I’ve written before about the worldliness of the worship of equality and diversity. These ads during the Super Bowl serve only to reiterate what everyone should already know. The modern constructs of equality and diversity defined by open borders, absolute political equality, and miscegenation are all promoted by the world for mass consumption. Christians are to reject the things of the world (Rom. 12:2; 1 Jn. 2:15), and equality and diversity are the pillars of modern anti-Christian humanism. The hypocrisy of humanist morality is that diversity is supposed to bury distinctively white culture amidst of sea of non-white “vibrancy” while non-whites are celebrated. This was also on display during the Super Bowl during an ad that promoted black culture or “blacture.” Does this offend modern Christians who promote humanist equality and diversity as unjust or hypocritical? Absolutely not.
John Piper goes out of his way to signal his support for “Christian rapper” Lecrae, even as Lecrae is leaving Christian orthodoxy in favor of black liberation theology in order to support and express solidarity with black people. The sheer hypocrisy is lost on Piper who never misses an opportunity to denounce “white supremacy.” Piper recently described the evangelical MLK50 conference on “racial reconciliation” as “risky and righteous.” Piper is kidding himself if he thinks that a celebration of King and his radical agenda is “risky,” as it would never be denounced by unbelieving secularists. Celebrating King as about the safest thing to do in post-Christian America, and Piper knows this. John Piper and the whole litany of evangelical leaders who participate in the adulation of a known degenerate like King are hypocrites and cowards who seek to curry the world’s favor. King was invoked by Dodge during its Super Bowl commercial precisely because King is a popular figure among post-Christian Americans. (This didn’t prevent them from being denounced for daring to appropriate the sacred words of King to promote their product.)

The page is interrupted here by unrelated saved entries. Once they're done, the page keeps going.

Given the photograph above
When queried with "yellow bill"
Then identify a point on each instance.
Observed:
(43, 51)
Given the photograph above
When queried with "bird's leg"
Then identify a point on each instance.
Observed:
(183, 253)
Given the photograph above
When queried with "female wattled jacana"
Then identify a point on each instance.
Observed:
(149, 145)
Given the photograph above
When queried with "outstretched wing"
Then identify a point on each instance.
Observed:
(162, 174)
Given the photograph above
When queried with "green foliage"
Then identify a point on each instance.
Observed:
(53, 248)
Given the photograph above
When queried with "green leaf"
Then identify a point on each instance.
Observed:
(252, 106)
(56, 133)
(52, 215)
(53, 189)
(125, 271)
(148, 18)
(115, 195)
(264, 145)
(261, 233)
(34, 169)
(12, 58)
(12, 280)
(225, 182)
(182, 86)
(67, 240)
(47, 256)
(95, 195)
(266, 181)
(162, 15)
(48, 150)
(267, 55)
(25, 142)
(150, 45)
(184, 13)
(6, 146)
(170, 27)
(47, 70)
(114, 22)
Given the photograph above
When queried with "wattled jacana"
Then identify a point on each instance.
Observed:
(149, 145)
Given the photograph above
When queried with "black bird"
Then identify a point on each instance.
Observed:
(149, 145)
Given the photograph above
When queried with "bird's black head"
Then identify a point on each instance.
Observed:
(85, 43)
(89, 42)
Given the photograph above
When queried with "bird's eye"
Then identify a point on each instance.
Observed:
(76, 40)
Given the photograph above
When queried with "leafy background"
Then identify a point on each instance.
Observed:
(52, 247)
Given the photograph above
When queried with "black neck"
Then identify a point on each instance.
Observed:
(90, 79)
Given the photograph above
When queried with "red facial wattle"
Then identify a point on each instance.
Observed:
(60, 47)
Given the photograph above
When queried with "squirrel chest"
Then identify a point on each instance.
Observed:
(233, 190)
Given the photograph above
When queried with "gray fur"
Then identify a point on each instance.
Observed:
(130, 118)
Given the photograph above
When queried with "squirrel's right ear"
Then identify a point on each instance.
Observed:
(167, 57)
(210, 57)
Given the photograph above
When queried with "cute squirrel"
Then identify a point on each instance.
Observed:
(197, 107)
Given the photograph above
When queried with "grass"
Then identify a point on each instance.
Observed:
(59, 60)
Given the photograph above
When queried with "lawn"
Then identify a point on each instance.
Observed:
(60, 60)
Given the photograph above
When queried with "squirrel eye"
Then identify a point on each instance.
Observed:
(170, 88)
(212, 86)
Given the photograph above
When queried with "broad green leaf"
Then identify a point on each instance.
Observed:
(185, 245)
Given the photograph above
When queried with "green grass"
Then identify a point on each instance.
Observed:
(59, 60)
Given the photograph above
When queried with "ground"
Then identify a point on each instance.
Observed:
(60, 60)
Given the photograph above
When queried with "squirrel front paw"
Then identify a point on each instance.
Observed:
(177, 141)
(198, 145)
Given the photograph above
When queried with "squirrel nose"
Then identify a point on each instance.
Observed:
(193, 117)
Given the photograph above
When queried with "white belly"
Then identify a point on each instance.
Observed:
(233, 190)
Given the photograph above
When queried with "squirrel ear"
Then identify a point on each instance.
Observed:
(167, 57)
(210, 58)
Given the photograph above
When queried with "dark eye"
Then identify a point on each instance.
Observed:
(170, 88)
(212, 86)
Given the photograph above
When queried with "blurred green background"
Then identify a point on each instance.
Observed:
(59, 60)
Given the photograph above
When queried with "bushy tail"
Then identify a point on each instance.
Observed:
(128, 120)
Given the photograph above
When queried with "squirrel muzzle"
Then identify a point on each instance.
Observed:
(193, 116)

American Christianity has become thoroughly conformed to the image of the world. Christian leaders speak the moral language of anti-Christian leftist radicals. When leftist “freedom” turns against Christian morality, as it always will, the only protest that these worldly Christians can muster is that leftists are being bigoted against Christians by not affording them the same equal protections of the law – that Jesus is being denied his rightful seat at the table of democracy. This argument has utterly failed. The left doesn’t believe that Christians have rights, because Christian morality is summarily hateful, intolerant, and bigoted. If you want to understand why modern Christianity has failed to stem the tide of liberal progress, look no further than the ads of this year’s Super Bowl to see what the world believes about equality and diversity, and ask yourself if this can be distinguished from what American pastors are teaching. To embrace the moral categories and beliefs of the Left is to surrender and accept inevitable defeat. Kinism as an extension of true Christian orthodoxy is the only tenable way to conquer secular humanism and restore Christian morality in our society.